Alcune gocce di pioggia si infrangono sul mio viso. È domenica mattina e il tempo rispecchia in pieno il mio stato d'animo: tempestoso. Nuvole grigie cariche di pioggia coprono New York, rendendola grigia, fredda e triste. O forse sono io, così. Lo sono da quando ho lasciato casa Moore, rifugiandomi nella mia sicurezza e nella mia immancabile abilità di rimandare i pensieri contorti.

Ma adesso, in piedi sul balcone di camera mia, sotto la pioggia costante e ghiacciata, tutti i pensieri incanalati e rinchiusi, escono liberi. Danzano nella mia mente in giravolte e capriole, dandomi la nausea.

Cosa ho fatto.

È questo il ritornello che ripeto da un'ora.
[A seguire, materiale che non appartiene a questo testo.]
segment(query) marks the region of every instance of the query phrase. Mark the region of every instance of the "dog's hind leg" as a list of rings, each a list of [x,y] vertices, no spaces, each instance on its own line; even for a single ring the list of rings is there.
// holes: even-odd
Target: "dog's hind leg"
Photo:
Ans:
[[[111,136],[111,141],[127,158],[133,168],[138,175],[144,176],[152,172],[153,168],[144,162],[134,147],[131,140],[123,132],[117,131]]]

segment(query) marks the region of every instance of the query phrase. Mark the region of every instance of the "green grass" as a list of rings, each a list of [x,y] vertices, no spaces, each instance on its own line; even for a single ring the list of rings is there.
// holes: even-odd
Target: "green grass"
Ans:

In che gioco sono andata ad immischiarmi e soprattutto, perché ho creato regole che adesso si stanno ritorcendo contro di me? Non avrei mai dovuto intrecciare la mia vita con quella di Alexander più di quanto già non lo fosse. Sono stata stupida e avventata, credendomi invincibile. Ho sempre tenuto a bada i miei sentimenti e il mio cuore batteva forte solo in mezzo ad una sparatoria. Ma ora questo cuore traditore batte al solo suono della sua voce ed io non posso fare nulla, se non ammettere a me stessa, che Alexander mi sia entrato dentro più di quanto creda o più di quanto voglia, far credere. L'arma a doppio taglio che era il mio gioco mi ha colpito, lasciandomi una ferita aperta che non si cicatrizzerà. Sono passati pochi giorni dall'ultimo incontro, il famoso incontro, e sento ancora le sue mani su di me. Il tocco dei suo baci e il sapore della sua pelle. Tutto in me rivive e rinasce. E si ripete.

Le gocce di pioggia continuano a cadermi sul viso, bagnandomi completamente. Mi sento nuda sotto questo cielo. Spero che gli occhi di mio padre e di mia madre mi stiano guardando con amore. Apro le braccia, come in attesa di un loro abbraccio e calde lacrime si mischiano alle gocce fredde. Il mio corpo trema e non per il fresco. Una crisi di pianto esplode nel mio petto e mi accascio a terra. Non urlo. Non grido. Semplicemente, piango. So di averli delusi.

Delusione. L'unica emozione che non avrei mai voluto vedere nei loro occhi e nei miei. Eppure, so che è così. Mi sono innamorata del nemico e non posso far nulla. È successo, e basta.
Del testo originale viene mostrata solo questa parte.